Sur ce dernier point, Serge Cwajgenbaum, Secrétaire Général du Congrès Juif Européen et Jean Yves Camus, politologue et chercheur à l’IRIS, ont été en léger désaccord avec Gérard Fellous, rappellant que « s’il y a eu des pics d’antisémitisme lors de la seconde Intifada ou lors de Plomb Durci, il y en a aussi lorsqu’il ne se passe rien au Moyen-Orient ». « On ne relève pas d’automatismes, il existe un fonds antisémite, les acteurs antisémites sont nouveaux, mais les préjugés et les stéréotypes sont les mêmes », ont-ils ajouté.

Serge Cwajgenbaum a souligné : « ce qui me préoccupe c’est ce constat : le malade reste malade. Nous n’avons pas d’explications, l’antisémitisme est irrationnel par essence, alors que faire ?... Notre réconfort c’est de voir que l’antisémitisme ne prend pas forme d’État et que les pouvoirs publics européens réagissent avec fermeté… L’exemple du Ministre de l’Intérieur français Manuel Valls doit être encouragé ».

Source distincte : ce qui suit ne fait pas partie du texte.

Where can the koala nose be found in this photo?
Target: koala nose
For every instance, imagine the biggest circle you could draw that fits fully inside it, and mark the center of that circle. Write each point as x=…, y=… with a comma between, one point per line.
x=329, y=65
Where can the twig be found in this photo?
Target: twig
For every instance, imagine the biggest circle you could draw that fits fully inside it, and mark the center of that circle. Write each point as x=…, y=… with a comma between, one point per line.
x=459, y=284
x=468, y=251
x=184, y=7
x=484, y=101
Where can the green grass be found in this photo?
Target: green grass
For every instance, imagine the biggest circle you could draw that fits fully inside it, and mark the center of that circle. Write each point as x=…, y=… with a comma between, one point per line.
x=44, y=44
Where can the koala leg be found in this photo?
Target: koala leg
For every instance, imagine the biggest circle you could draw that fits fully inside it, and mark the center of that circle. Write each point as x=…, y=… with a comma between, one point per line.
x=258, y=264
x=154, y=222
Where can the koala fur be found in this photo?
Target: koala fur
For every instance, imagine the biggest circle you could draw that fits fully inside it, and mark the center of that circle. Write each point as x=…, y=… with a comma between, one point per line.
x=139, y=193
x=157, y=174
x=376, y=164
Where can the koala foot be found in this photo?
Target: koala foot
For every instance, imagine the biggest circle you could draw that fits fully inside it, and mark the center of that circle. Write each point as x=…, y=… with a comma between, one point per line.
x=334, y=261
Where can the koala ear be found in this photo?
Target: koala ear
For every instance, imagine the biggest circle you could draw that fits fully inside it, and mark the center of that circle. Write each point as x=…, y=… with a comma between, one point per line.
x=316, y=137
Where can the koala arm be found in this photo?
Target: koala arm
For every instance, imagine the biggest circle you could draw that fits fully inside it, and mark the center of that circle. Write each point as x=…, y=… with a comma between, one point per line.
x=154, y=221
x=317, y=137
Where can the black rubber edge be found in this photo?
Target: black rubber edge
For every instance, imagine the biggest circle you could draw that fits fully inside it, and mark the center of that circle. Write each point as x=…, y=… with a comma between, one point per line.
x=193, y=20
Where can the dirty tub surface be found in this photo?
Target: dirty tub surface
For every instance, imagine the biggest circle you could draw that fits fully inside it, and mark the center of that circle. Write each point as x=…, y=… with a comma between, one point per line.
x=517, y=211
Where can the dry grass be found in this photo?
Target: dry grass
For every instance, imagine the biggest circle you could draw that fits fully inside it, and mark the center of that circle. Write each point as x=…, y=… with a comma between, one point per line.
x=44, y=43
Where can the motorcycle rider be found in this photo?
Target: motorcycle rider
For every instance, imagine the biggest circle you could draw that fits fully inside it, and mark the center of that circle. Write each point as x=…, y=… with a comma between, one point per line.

Serge Cwajgenbaum a incité chacun de nous à voter lors des élections européennes, car le parlement européen est très influent, la montée des eurosceptiques et des partis extrêmes peut affecter la démocratie européenne et conduire, comme cela a été fait il y a peu, à la résolution votée contre la circoncision, apparentée à tort à l’excision.

Revenant sur le problème de l’antisémitisme, Jean-Yves Camus a opposé deux phénomènes : « l’expression de la liberté religieuse, considérée par la gauche comme archaïque et comme une menace contre la République, et la liberté d’expression, qui n’est pas de dire n’importe quoi, mais qui doit respecter la loi et ne pas la transgresser (ex : Dieudonné)». La seconde constatation du politologue était celle d’« Une Europe en panne, sans vrai projet, qui fait quoi ? Vers quoi allons-nous? Vers un projet fédéral ? Les institutions européennes ressemblent à un millefeuille incompréhensible pour la plupart des Européens».

Serge Cwajgenbaum a interrogé : « Y a-t-il un avenir pour les Juifs en France ?... Plus de 300 000 jeunes Français s’expatrient à Londres… » Gérard Bismuth, Vice-Président du CRIF, non sans humour, a répondu dans sa conclusion que cette dernière problématique dépasse de loin l’antisémitisme, et que les crises économiques et sociales en sont peut être la cause. Il a rendu hommage à Manuel Valls qui a obtenu l’adhésion du Président François Hollande et du gouvernement à ses prises de position.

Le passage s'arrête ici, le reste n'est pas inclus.